It came a week after she approved a plan to spend $2 million of the district's contingency fund this year to tighten security in elementary schools.
On Friday afternoon Elia discussed the issue at Maestro's, the restaurant located inside the Straz Performing Arts Center complex in downtown Tampa at an event sponsored by the Tampa Tiger Bay Club.
Elia's proposal was only one of a package of measures the superintendent brought before the board last Tuesday at their first meeting since the tragedy at Sandy Hook. But it was the school security measure that dominated the headlines after the proposal received little support from board members. Several board members said they felt uncomfortable being placed in such an intense situation, even as the national conversation about guns and school safety continues in the wake of the horrific massacre.
At the board meeting, member Susan Valdes criticized Elia for holding a news conference to announce her proposals, but the superintendent said on Friday that it was her job to inform the public about what she was calling for. Elia also said she had not blindsided anybody, and had spoken with six of the seven board members in advance of the press announcement.
"We wanted to get this information out," Elia said.
Of the $3.7 million that it would cost annually to pay for security in the district's elementary schools, Elia acknowledged, "That’s a lot of money. Should we spend it this way? I think it’s a good question for all of us." She then added, somewhat ominously, "Our world changed on 9/11, and our world changed on Dec. 14."
On Wednesday, President Obama offered a list of ideas he wants to implement to improve the safety of Americans, especially those in schools. One idea he proposed is providing incentives for schools to hire school resource officers. Elia said she was speaking with Education Secretary Arne Duncan shortly after the president's announcement, and asked him what were the possibilities of getting access to such funds. She said that Duncan frankly didn't know how the money would be distributed — not yet anyhow.

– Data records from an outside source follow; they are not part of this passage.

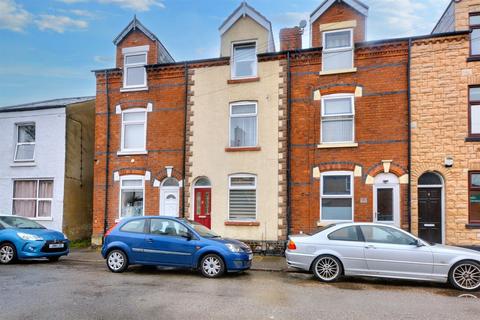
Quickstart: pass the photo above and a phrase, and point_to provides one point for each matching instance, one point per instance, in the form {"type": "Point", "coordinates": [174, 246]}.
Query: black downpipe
{"type": "Point", "coordinates": [107, 160]}
{"type": "Point", "coordinates": [409, 192]}
{"type": "Point", "coordinates": [289, 107]}
{"type": "Point", "coordinates": [185, 137]}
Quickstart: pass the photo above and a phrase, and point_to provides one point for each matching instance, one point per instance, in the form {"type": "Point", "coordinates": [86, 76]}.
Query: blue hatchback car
{"type": "Point", "coordinates": [22, 238]}
{"type": "Point", "coordinates": [173, 242]}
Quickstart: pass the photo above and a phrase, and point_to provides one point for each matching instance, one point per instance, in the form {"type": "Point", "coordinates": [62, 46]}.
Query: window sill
{"type": "Point", "coordinates": [242, 149]}
{"type": "Point", "coordinates": [339, 71]}
{"type": "Point", "coordinates": [242, 223]}
{"type": "Point", "coordinates": [243, 80]}
{"type": "Point", "coordinates": [337, 145]}
{"type": "Point", "coordinates": [132, 153]}
{"type": "Point", "coordinates": [23, 164]}
{"type": "Point", "coordinates": [127, 89]}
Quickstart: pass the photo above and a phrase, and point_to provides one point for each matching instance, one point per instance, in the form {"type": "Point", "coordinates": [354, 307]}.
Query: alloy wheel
{"type": "Point", "coordinates": [467, 276]}
{"type": "Point", "coordinates": [327, 268]}
{"type": "Point", "coordinates": [6, 254]}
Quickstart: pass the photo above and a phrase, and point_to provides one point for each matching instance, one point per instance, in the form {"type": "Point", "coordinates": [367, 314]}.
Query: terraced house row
{"type": "Point", "coordinates": [272, 139]}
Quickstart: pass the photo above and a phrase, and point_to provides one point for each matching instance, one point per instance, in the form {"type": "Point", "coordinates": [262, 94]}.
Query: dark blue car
{"type": "Point", "coordinates": [173, 242]}
{"type": "Point", "coordinates": [21, 238]}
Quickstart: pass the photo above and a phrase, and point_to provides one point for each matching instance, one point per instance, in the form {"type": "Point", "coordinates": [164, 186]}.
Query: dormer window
{"type": "Point", "coordinates": [244, 60]}
{"type": "Point", "coordinates": [337, 50]}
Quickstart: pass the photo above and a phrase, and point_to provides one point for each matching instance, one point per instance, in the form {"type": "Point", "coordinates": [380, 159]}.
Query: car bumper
{"type": "Point", "coordinates": [41, 249]}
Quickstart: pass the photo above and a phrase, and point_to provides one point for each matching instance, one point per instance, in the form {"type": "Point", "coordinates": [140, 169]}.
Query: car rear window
{"type": "Point", "coordinates": [137, 226]}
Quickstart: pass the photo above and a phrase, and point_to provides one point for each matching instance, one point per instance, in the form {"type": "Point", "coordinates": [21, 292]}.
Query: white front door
{"type": "Point", "coordinates": [169, 204]}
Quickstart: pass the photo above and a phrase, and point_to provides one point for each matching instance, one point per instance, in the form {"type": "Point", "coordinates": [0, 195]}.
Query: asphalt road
{"type": "Point", "coordinates": [74, 290]}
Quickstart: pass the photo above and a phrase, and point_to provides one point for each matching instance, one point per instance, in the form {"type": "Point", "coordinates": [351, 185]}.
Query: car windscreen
{"type": "Point", "coordinates": [19, 223]}
{"type": "Point", "coordinates": [201, 229]}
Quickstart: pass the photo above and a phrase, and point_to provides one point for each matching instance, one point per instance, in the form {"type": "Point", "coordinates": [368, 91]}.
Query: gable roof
{"type": "Point", "coordinates": [47, 104]}
{"type": "Point", "coordinates": [355, 4]}
{"type": "Point", "coordinates": [244, 9]}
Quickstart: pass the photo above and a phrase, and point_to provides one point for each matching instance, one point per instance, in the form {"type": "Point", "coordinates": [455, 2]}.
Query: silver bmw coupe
{"type": "Point", "coordinates": [377, 250]}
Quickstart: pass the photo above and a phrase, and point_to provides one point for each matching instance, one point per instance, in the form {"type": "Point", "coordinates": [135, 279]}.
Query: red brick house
{"type": "Point", "coordinates": [348, 123]}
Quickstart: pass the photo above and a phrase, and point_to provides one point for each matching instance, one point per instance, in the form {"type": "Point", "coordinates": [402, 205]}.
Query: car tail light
{"type": "Point", "coordinates": [291, 245]}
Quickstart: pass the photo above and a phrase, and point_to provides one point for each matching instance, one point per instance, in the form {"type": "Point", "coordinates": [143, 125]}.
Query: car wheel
{"type": "Point", "coordinates": [117, 261]}
{"type": "Point", "coordinates": [212, 266]}
{"type": "Point", "coordinates": [465, 276]}
{"type": "Point", "coordinates": [8, 254]}
{"type": "Point", "coordinates": [327, 268]}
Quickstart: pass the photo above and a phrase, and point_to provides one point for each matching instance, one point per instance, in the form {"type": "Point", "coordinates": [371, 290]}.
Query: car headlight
{"type": "Point", "coordinates": [233, 248]}
{"type": "Point", "coordinates": [28, 236]}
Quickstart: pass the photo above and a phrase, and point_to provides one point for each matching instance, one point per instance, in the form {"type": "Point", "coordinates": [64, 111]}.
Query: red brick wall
{"type": "Point", "coordinates": [381, 128]}
{"type": "Point", "coordinates": [339, 12]}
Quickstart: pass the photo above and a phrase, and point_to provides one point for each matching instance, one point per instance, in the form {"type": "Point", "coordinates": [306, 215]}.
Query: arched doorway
{"type": "Point", "coordinates": [202, 190]}
{"type": "Point", "coordinates": [430, 207]}
{"type": "Point", "coordinates": [169, 197]}
{"type": "Point", "coordinates": [386, 199]}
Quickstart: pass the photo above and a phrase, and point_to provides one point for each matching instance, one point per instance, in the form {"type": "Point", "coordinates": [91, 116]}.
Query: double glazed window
{"type": "Point", "coordinates": [25, 147]}
{"type": "Point", "coordinates": [474, 111]}
{"type": "Point", "coordinates": [135, 75]}
{"type": "Point", "coordinates": [33, 198]}
{"type": "Point", "coordinates": [474, 195]}
{"type": "Point", "coordinates": [244, 64]}
{"type": "Point", "coordinates": [132, 190]}
{"type": "Point", "coordinates": [242, 197]}
{"type": "Point", "coordinates": [243, 125]}
{"type": "Point", "coordinates": [338, 115]}
{"type": "Point", "coordinates": [134, 130]}
{"type": "Point", "coordinates": [337, 196]}
{"type": "Point", "coordinates": [337, 50]}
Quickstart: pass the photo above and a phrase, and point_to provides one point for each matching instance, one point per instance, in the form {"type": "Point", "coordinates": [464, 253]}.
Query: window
{"type": "Point", "coordinates": [345, 234]}
{"type": "Point", "coordinates": [163, 227]}
{"type": "Point", "coordinates": [134, 73]}
{"type": "Point", "coordinates": [136, 226]}
{"type": "Point", "coordinates": [242, 197]}
{"type": "Point", "coordinates": [244, 60]}
{"type": "Point", "coordinates": [132, 189]}
{"type": "Point", "coordinates": [386, 235]}
{"type": "Point", "coordinates": [474, 111]}
{"type": "Point", "coordinates": [33, 198]}
{"type": "Point", "coordinates": [337, 50]}
{"type": "Point", "coordinates": [134, 130]}
{"type": "Point", "coordinates": [243, 125]}
{"type": "Point", "coordinates": [475, 34]}
{"type": "Point", "coordinates": [338, 115]}
{"type": "Point", "coordinates": [337, 196]}
{"type": "Point", "coordinates": [25, 148]}
{"type": "Point", "coordinates": [474, 195]}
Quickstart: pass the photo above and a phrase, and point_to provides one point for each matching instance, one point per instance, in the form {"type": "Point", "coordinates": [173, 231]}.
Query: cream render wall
{"type": "Point", "coordinates": [244, 29]}
{"type": "Point", "coordinates": [210, 136]}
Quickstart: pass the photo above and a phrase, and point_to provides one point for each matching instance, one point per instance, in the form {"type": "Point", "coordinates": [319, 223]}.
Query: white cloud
{"type": "Point", "coordinates": [13, 16]}
{"type": "Point", "coordinates": [59, 23]}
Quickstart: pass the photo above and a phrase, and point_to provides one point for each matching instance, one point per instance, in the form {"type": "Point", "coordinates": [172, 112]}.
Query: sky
{"type": "Point", "coordinates": [49, 47]}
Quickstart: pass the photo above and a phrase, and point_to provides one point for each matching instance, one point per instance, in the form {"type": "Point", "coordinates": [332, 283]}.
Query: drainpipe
{"type": "Point", "coordinates": [105, 215]}
{"type": "Point", "coordinates": [409, 192]}
{"type": "Point", "coordinates": [185, 137]}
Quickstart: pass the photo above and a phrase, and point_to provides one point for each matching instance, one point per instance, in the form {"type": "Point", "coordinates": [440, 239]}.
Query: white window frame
{"type": "Point", "coordinates": [37, 198]}
{"type": "Point", "coordinates": [350, 196]}
{"type": "Point", "coordinates": [17, 144]}
{"type": "Point", "coordinates": [230, 187]}
{"type": "Point", "coordinates": [124, 123]}
{"type": "Point", "coordinates": [342, 49]}
{"type": "Point", "coordinates": [325, 117]}
{"type": "Point", "coordinates": [130, 177]}
{"type": "Point", "coordinates": [232, 60]}
{"type": "Point", "coordinates": [242, 103]}
{"type": "Point", "coordinates": [134, 65]}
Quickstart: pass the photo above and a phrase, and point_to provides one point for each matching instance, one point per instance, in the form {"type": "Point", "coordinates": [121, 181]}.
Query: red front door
{"type": "Point", "coordinates": [203, 205]}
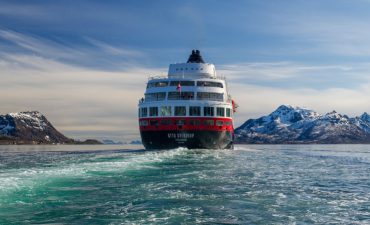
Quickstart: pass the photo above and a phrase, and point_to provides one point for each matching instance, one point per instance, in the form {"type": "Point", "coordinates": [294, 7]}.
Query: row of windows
{"type": "Point", "coordinates": [177, 69]}
{"type": "Point", "coordinates": [183, 122]}
{"type": "Point", "coordinates": [182, 111]}
{"type": "Point", "coordinates": [186, 95]}
{"type": "Point", "coordinates": [185, 83]}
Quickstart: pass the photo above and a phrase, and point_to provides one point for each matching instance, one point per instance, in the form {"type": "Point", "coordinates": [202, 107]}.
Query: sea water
{"type": "Point", "coordinates": [253, 184]}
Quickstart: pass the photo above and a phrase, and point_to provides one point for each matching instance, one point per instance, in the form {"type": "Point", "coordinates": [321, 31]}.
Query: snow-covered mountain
{"type": "Point", "coordinates": [31, 128]}
{"type": "Point", "coordinates": [290, 124]}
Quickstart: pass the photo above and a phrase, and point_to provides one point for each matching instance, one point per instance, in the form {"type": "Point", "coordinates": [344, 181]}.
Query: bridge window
{"type": "Point", "coordinates": [183, 83]}
{"type": "Point", "coordinates": [153, 111]}
{"type": "Point", "coordinates": [144, 112]}
{"type": "Point", "coordinates": [157, 84]}
{"type": "Point", "coordinates": [166, 111]}
{"type": "Point", "coordinates": [209, 122]}
{"type": "Point", "coordinates": [210, 96]}
{"type": "Point", "coordinates": [219, 123]}
{"type": "Point", "coordinates": [220, 111]}
{"type": "Point", "coordinates": [194, 111]}
{"type": "Point", "coordinates": [176, 95]}
{"type": "Point", "coordinates": [143, 123]}
{"type": "Point", "coordinates": [155, 96]}
{"type": "Point", "coordinates": [228, 112]}
{"type": "Point", "coordinates": [180, 111]}
{"type": "Point", "coordinates": [209, 84]}
{"type": "Point", "coordinates": [208, 111]}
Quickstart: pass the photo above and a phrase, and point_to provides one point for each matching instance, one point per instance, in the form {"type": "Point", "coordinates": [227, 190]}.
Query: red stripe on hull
{"type": "Point", "coordinates": [186, 124]}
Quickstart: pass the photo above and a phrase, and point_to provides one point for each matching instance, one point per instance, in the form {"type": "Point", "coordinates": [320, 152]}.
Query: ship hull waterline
{"type": "Point", "coordinates": [170, 139]}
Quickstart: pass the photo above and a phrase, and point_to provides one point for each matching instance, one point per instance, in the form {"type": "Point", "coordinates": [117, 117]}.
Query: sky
{"type": "Point", "coordinates": [85, 64]}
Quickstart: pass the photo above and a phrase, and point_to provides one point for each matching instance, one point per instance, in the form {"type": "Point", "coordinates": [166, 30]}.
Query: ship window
{"type": "Point", "coordinates": [210, 96]}
{"type": "Point", "coordinates": [153, 111]}
{"type": "Point", "coordinates": [155, 96]}
{"type": "Point", "coordinates": [144, 112]}
{"type": "Point", "coordinates": [157, 84]}
{"type": "Point", "coordinates": [166, 122]}
{"type": "Point", "coordinates": [208, 111]}
{"type": "Point", "coordinates": [220, 111]}
{"type": "Point", "coordinates": [180, 122]}
{"type": "Point", "coordinates": [219, 123]}
{"type": "Point", "coordinates": [194, 122]}
{"type": "Point", "coordinates": [176, 95]}
{"type": "Point", "coordinates": [194, 111]}
{"type": "Point", "coordinates": [166, 111]}
{"type": "Point", "coordinates": [228, 112]}
{"type": "Point", "coordinates": [209, 84]}
{"type": "Point", "coordinates": [180, 111]}
{"type": "Point", "coordinates": [153, 123]}
{"type": "Point", "coordinates": [183, 83]}
{"type": "Point", "coordinates": [209, 122]}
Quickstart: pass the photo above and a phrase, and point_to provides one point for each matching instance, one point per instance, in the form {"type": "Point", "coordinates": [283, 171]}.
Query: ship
{"type": "Point", "coordinates": [189, 107]}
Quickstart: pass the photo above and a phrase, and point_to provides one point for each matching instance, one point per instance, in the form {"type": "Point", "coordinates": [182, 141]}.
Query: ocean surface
{"type": "Point", "coordinates": [253, 184]}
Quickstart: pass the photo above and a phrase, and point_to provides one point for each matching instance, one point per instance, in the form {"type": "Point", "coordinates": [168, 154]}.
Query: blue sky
{"type": "Point", "coordinates": [85, 63]}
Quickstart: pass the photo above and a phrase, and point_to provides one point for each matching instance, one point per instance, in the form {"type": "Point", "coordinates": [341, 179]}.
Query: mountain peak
{"type": "Point", "coordinates": [292, 124]}
{"type": "Point", "coordinates": [365, 117]}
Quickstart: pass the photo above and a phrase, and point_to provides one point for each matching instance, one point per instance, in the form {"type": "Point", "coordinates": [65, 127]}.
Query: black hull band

And she bristled at the notion that her proposal was "knee-jerk," saying flatly that was not the case.
"It's a deterrent, it’s not a guarantee," she said of armed officers in the schools, noting that nothing was a surefire way to prevent another Newtown. "Neither is gun control a guarantee. Neither is putting money into helping people with mental illness. They're all factors … it’s my job to set up what a possible plan will be, and then work it though … so that’s where we really are."
Security officers have been in Hillsborough schools for awhile, working in 27 high schools and 48 middle schools in conjunction with the Tampa Police Department and the Hillsborough County Sheriffs Department.
The Superintendent didn't seem perturbed that board members didn't approve her proposal, saying that it's important to know if funding might become available either through Washington or Tallahassee in the coming months. She said it would take six months for such a plan to be fully implemented.
When asked by a Tiger Bay member if any plan created in reaction to the Sandy Hook massacre could be construed as window dressing — a way to superficially address the issue without truly making the schools safe — Elia admitted that she couldn't be certain that any of her proposals would ultimately prevent a madman from committing mayhem in a county school. But she said it was her job to try.
"We have to decide where we want to be," she said. "I don't decide on that. The board does."
Undoubtedly these big decisions will need to be made by Elia and the seven board members, even though they never saw issues of this magnitude coming when they decided to get involved in the Hillsborough school system, the eighth largest in the nation.